There is one other point. I believe that the hon. Member for Islington, East (Mr. E. Fletcher) asked me about changes in duty initiated by the Board of Trade. The Board of Trade does not initiate changes in rates of tariff. Those are the result of trade agreements and are mostly reductions in duty. These trade agreements are published, and that constitutes a warning to all and sundry that the Government have agreed with other Governments for mutual benefit to change rates of duty, but I should like to assure the hon. Gentleman that that is not the only notice that industry will get of a change of duty of this kind.
The Board of Trade does not go into commercial negotiations without consulting the industries concerned and telling them that, in our opinion, it might be necessary and wise to alter certain rates of duty which affect their business, and they have every chance to discuss that with us before the commercial negotiation comes to its conclusion. After all, the purpose of having a commercial agreement is to benefit British industry, and therefore we try thoroughly to find out what British industry would wish us to do.
For these reasons, I feel that while the idea behind these Amendments is perfectly sound—that industry ought to have the maximum opportunity to make its views known—the giving of the two months' warning to all and sundry either to forestall a change in duty by rushing imports here or alternatively to hold up importing, is an objection which really must be sustained.
§ Mr. Jay
If I may have the leave of the House to speak again, I should like to ask the President of the Board of Trade these questions. He says that one of his main anxieties is that this procedure would lengthen the period too far. But did he not say that it was never less than a year, and often as long as two years, 435 before these investigations were completed? In those circumstances, would it really make such a great difference if a period of at least one year were lengthened by two months? If that is what is on the right hon. Gentleman's mind, would it not largely meet the point if the period were made one month rather than two months? Would that not go a long way to meet the difficulty about forestalling?
If it is the intention of the right hon. Gentleman, as he says, that there always shall be public notification of these cases, is it really technically impossible to get over the legal drafting difficulty of putting it in the Bill?
§ Sir D. Eccles
I agree that two months is not very long if the procedure has already taken two years, but, still, it is something. As the right hon. Gentleman will remember, there was considerable
§ pressure during the earlier stages of the Bill to shorten the period of time occupied by these investigations. I think that they take too long and I am anxious, if I can, to shorten them.

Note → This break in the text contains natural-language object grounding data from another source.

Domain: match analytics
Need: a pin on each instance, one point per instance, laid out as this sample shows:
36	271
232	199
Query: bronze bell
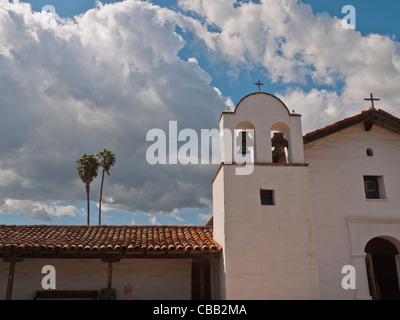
278	142
244	141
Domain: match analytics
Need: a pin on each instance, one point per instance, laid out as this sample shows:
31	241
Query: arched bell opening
280	143
245	142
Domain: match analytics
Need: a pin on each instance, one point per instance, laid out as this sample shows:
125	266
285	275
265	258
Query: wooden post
11	273
109	275
373	288
12	259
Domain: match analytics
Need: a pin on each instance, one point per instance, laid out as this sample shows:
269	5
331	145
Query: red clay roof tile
106	238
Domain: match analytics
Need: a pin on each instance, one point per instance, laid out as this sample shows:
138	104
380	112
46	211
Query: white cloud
38	210
100	80
205	216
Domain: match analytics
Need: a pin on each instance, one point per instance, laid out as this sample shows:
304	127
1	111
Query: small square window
267	197
373	187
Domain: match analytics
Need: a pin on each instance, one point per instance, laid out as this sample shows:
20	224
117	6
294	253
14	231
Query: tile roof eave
379	117
91	240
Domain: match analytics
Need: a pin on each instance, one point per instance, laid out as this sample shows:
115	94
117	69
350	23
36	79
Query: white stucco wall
269	251
337	164
150	278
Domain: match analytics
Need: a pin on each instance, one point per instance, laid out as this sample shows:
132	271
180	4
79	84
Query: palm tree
87	167
106	160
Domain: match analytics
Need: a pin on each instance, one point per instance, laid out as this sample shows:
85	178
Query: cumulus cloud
105	78
100	80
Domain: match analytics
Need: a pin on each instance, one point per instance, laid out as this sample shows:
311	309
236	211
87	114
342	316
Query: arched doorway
383	278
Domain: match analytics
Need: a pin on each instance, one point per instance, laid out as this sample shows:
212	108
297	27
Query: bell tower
261	207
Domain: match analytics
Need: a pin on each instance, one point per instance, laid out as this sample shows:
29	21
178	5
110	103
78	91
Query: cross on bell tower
372	99
259	84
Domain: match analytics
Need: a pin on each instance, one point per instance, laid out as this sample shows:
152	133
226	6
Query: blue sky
105	75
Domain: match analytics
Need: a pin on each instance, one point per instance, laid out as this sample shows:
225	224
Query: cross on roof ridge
372	99
259	84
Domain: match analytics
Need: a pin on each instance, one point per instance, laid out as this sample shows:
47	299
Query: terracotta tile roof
370	117
106	238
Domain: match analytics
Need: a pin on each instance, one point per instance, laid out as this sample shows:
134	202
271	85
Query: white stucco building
289	212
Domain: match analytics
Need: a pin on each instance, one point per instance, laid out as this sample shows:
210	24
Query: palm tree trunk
87	192
101	196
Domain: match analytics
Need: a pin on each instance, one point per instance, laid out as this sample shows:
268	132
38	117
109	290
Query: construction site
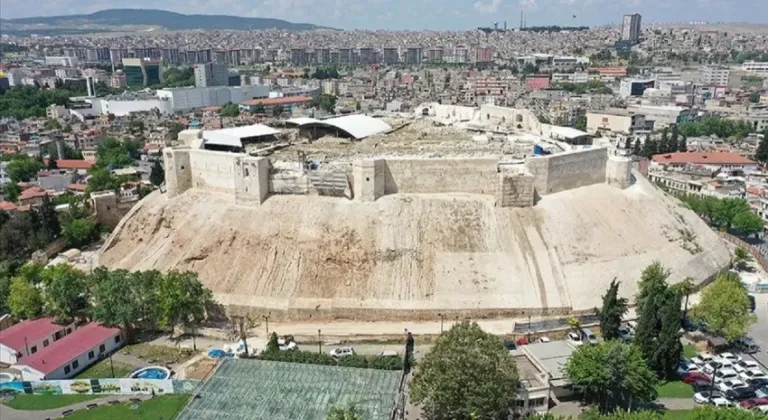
449	211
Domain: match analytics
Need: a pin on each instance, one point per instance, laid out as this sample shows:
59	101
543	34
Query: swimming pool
151	372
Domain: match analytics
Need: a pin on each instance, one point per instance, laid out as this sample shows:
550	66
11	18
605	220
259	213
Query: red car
696	376
754	402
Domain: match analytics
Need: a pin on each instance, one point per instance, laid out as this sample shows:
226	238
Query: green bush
358	361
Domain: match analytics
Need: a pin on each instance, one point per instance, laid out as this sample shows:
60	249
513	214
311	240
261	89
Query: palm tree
741	257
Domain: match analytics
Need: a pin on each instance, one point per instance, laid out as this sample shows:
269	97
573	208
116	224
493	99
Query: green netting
257	389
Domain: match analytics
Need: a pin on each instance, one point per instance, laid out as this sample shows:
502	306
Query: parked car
625	334
745	365
754	402
731	384
740	394
753	374
702	359
725	375
575	338
746	345
718	364
703	397
734	358
696	377
342	352
700	386
588	336
721	402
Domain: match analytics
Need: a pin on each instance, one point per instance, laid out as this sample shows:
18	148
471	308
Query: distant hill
162	18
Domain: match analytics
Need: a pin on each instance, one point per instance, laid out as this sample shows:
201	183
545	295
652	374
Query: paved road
7	413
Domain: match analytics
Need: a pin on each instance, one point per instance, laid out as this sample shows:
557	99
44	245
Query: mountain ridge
163	18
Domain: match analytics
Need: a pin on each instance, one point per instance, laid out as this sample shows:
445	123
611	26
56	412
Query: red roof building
71	354
29	337
717	158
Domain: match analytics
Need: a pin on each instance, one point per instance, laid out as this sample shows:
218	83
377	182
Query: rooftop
29	331
703	158
68	347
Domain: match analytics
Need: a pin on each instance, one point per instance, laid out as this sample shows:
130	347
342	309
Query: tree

§ I do not know how to define an application which has passed the net and, therefore, it cannot be put in the Bill, but I do give the right hon. Gentleman the assurance that we shall not make a change of duty without having gone through the processes of advertisement and of collecting the views for and against. In any case, when any action is to be taken—and that is what is important—the interested parties will get good notice and plenty of opportunity to put their case.
§ Question put, That those words be there inserted in the Bill:—
§ The House divided: Ayes 157, Noes 197.